海鳴りの島から

沖縄・ヤンバルより…目取真俊

ロープの次は網を張る、沖縄防衛局の愚かさ。

2017-01-30 23:43:09 | 米軍・自衛隊・基地問題

 30日(月)は朝、カヌー11艇で松田ぬ浜を出発した。長崎(辺野古岬)を越えてフロートの方に行くと、大浦湾とは別の形で鉄の棒が取り付けられている。四角い木の枠の四隅に鉄棒を立てているのだが、棒にはひっかける爪が三か所にあるので、網を張るのだろうと予想した。

 浮き球8~9個に一か所この器具が取り付けられている。ただ、木の枠は軽くて重りはついていない。これに網を取り付けたら風や波にあおられ、横倒しになるか、引っくり返るのではないか、と思ったのだが、このあと実際にそうなった。

 浮桟橋付近では作業和船が下ろされ、緑色の網が用意されているとの連絡が、監視をしている船からあった。予想通りの動きなので、カヌーチームはフロートのそばで待機した。

 作業和船が数隻近づいてきて、辺野古岬側と長島側の両方から網を張ろうとした。長島側では最初の設置場所をカヌーで阻止したので、真ん中の方に移動して張り始めた。カヌーはフロート沿いに広がって、各所で作業和船に近づき抗議した。

https://www.youtube.com/watch?v=RV9YX6mOGqk

 フロートに鉄の棒を付けて網を張るのは、危険極まりない。海が時化れば波や風にあおられてロープや網が切れ、フロートが破損する可能性がある。フロートが切れて漂流し、船にぶつかれば大きな事故につながる。

 こういうフロートの設置作業を海保が守っている。口を開けば「安全のために必要な措置を取る」と海保はカヌーや抗議船を強制排除するのだが、こういう鉄の棒が付いたフロートを張り出すのは安全なのか?
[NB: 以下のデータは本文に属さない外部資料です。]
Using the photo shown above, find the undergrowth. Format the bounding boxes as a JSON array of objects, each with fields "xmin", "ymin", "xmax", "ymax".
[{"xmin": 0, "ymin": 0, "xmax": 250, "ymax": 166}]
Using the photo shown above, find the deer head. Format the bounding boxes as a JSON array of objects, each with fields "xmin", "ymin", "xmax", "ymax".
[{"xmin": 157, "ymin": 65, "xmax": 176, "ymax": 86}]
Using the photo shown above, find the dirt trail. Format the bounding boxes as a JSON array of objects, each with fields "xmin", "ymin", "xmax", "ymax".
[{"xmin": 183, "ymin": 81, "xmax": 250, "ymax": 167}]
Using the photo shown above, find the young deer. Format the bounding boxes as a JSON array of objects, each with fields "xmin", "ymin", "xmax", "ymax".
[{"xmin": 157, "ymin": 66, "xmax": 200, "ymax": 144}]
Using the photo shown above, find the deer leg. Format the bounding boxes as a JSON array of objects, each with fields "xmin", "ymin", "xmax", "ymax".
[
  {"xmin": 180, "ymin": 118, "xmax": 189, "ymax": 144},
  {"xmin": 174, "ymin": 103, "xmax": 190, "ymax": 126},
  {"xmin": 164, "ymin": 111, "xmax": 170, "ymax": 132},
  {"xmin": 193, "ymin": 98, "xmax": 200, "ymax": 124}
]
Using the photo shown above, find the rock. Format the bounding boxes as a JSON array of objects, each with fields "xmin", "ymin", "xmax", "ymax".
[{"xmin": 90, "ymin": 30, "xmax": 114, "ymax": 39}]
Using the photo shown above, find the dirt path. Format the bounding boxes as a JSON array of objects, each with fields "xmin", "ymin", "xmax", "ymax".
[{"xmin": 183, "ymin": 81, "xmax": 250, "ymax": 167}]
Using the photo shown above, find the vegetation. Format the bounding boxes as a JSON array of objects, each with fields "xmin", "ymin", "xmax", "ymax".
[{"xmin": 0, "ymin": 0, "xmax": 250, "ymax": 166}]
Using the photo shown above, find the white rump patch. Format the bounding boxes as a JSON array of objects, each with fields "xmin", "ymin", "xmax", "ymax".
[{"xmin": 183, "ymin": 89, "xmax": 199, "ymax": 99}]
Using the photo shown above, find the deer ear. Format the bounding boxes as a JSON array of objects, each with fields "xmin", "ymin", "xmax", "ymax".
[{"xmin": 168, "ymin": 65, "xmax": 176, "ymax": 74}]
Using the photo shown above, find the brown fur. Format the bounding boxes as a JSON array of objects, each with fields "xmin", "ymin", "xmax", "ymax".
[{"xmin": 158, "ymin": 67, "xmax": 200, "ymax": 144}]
 海に浮かぶ物は重い方が下になるのが普通だから、木の枠より鉄の棒が下になろうとするのは理の当然だろう。作業途中から天気が崩れ、雨と風が強くなった。網を張る作業をしているさなかに、早くも横倒しになる箇所が出た。

 大浦湾と違い辺野古岬と長島の間は、これまで時化のたびにこまめにフロートを撤去していた。これからはどうするつもりだろうか。放置していたら引っくり返ってロープや網が切れたり絡まったりして大変だろう。フロートの接地だけで1月が終わろうとしている。余計な物をつけて自分たちで作業を遅らせているのだから、沖縄防衛局の愚かさは笑うしかない。

 しかし、こういう危険なものを海に設置することは許されない。沖縄防衛局はすみやかに鉄棒やロープ、網を付けた危険なフロートを撤去せよ!